Le mythe des « assassins »
« L’amalgame Captagon-terrorisme djihadiste aurait ainsi été construit au moyen d’un procédé rhétorique reposant sur la plausibilité de certains éléments mais pas sur l’existence de preuves solides, explique Laurent Laniel. Le mécanisme à l’œuvre laisse entendre que les attentats-suicides revendiqués par l’EI n’auraient pu être exécutés uniquement par une volonté assumée de sacrifier sa propre vie au service d’une cause et sans recours à la chimie. »
Laurent Laniel propose une analogie intéressante avec le mythe des hachîchiyyîn, qui exprime, selon lui, « la difficulté des sociétés occidentales à penser l’ennemi ». Au XIe siècle, les nizârites, issus d’un schisme au sein du chiisme ismaélien, commirent des attaques suicides contre des dignitaires de l’empire des califes abbâssides sunnites.
« Les ennemis des nizârites au sein du monde musulman médiéval, ne pouvant se résoudre à croire que des hommes, fussent-ils fanatisés, puissent ainsi sacrifier leur propre vie pour une cause, les rebaptisèrent du terme insultant “haschischin” », qui a donné le mot « assassin », écrit Laurent Laniel.
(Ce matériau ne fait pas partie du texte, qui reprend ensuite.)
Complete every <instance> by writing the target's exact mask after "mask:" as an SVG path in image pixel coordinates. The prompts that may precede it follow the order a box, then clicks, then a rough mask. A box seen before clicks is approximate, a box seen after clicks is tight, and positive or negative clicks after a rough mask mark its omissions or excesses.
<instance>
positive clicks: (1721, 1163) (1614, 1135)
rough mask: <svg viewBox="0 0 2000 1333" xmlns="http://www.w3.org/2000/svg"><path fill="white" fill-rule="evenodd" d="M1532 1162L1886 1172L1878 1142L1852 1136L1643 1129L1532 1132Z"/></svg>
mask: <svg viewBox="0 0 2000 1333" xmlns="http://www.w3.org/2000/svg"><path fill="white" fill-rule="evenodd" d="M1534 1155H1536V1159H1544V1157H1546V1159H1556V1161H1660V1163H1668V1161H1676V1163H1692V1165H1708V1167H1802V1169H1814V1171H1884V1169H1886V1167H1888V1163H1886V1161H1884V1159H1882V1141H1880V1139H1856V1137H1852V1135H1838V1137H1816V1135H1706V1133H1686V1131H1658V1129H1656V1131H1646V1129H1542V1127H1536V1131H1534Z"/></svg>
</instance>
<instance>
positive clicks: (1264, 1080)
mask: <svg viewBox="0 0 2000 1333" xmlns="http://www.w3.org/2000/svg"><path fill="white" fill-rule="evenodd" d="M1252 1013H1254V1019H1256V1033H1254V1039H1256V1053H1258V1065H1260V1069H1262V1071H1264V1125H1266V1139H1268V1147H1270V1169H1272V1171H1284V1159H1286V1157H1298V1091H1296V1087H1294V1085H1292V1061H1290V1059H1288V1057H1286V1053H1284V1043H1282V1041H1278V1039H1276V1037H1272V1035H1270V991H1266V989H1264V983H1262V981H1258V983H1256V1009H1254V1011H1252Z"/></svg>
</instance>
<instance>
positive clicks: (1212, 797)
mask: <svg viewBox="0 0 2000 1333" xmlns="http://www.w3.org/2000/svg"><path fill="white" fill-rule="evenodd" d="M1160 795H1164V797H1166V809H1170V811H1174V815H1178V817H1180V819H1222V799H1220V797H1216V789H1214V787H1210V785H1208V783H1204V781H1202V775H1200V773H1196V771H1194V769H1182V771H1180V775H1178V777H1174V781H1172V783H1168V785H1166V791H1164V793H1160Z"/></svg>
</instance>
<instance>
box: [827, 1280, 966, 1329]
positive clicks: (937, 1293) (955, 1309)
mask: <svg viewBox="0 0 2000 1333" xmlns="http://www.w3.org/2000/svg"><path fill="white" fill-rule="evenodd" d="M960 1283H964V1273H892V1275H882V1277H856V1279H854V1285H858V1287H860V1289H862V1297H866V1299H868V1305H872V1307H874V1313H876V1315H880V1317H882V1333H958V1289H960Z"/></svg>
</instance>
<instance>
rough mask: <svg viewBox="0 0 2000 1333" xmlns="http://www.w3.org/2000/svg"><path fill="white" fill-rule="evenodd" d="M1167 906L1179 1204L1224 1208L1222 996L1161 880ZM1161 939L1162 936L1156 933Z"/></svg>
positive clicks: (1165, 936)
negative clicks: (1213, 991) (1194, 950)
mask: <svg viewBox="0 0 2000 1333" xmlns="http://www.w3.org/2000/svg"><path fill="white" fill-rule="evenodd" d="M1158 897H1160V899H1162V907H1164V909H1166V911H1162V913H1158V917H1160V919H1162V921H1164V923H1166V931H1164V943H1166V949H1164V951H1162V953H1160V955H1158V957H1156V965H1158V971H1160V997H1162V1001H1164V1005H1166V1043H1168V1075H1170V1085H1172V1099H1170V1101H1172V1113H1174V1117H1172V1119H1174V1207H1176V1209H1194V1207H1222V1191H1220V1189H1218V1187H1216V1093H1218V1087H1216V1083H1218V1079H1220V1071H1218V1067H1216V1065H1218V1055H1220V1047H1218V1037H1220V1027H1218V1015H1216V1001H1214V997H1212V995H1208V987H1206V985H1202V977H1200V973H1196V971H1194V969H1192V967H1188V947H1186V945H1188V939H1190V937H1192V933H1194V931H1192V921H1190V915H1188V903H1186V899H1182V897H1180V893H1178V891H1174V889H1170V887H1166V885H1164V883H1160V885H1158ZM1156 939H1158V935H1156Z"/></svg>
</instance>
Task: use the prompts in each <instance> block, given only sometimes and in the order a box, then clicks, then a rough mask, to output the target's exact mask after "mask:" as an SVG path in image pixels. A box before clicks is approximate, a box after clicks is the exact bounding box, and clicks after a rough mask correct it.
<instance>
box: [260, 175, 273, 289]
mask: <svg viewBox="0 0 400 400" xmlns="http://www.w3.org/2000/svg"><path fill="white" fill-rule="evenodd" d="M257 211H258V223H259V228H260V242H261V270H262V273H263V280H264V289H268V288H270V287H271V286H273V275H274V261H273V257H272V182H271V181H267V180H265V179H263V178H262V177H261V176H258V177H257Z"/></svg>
Le terme s’est popularisé en Europe dès le XIIIe siècle pour désigner les nizârites.
Mais ce n’est qu’au XIXe siècle qu’un érudit français fit le premier dériver cette invective d’une consommation effective de haschisch par les terroristes nizârites. A priori à tort. D’après l’historien britannique Bernard Lewis, qui y a consacré un ouvrage de référence, Les Assassins (2001, Editions Complexe), l’usage de cette drogue par les membres de la secte n’est en effet « attesté par aucun auteur ismaélien ou sunnite sérieux ».